Phillip Jensen used the SBS show, which recounted the disaster of September 11 to condemn atheists. He said that those who had gone through that terrible disaster learnt sobering lessons, like evaluating life and priorities. Jensen goes onto say that ...For many atheists, the problem of suffering, especially unjust suffering, is the greatest argument against the existence of God...
Herein lies the problem for the atheist.
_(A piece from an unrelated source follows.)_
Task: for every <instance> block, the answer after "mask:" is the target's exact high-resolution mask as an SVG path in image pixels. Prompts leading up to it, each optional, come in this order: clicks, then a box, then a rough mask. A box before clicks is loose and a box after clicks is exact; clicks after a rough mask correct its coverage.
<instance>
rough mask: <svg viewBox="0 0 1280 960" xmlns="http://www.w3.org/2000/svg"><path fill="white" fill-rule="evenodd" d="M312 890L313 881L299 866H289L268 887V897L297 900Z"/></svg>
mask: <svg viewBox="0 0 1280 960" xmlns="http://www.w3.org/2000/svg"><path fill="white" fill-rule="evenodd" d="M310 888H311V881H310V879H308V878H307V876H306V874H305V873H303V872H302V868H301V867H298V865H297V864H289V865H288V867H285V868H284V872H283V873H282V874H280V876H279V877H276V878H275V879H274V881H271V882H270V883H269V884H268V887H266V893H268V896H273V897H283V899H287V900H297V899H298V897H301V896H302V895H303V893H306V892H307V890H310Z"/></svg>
For without the Biblical God there is no basis for complaint that things are unjust or evil... In this atheistic framework, the ‘evil’ of the terrorists whose hatred led them to die killing strangers was no different to the ‘good’ of the firemen whose love led them to die trying to save strangers; “there is…no evil, no good, nothing but pitiless indifference.”
Phillip continues... In contrast, the Christian can name evil for what it is and be appalled that in God’s world there should be such suffering and pain. The Christian mind can wrestle with the moral order of the universe that is so awry as to see thousands of ‘innocent’ people die in a few moments of dreadful agony. For us, it is not simply a matter of the random chance of a pitiless, impersonal universe and the survival of the fittest. It is not surprising then that we find atheists, not in the troubled and painful life of poverty and difficulty, but in the wealthy societies of pleasure seeking ease. This is just as Jesus predicted: “It is easier for a camel to go through the eye of a needle than for a rich person to enter the kingdom of God” (Mark 10:17).
So is Phillip saying that all the victims, relatives of victims and rescue workers who were atheists couldn't tell the difference between good and bad, humane and inhumane, peace and terrorism, and all because they did not believe in a fundamentalist God that declares people good or evil? Next he'll be saying atheists flew the planes into the Twin Towers or planted bombs in the buildings, whilst sipping a latte in an upmarket Bellevue Hill cafe.
Rowan Williams was in New York at the time of the tragedy, and he shows why he is the head of the Anglican Church and not Phillip Jensen, eventhough Phillip and his colleagues would like to steal it!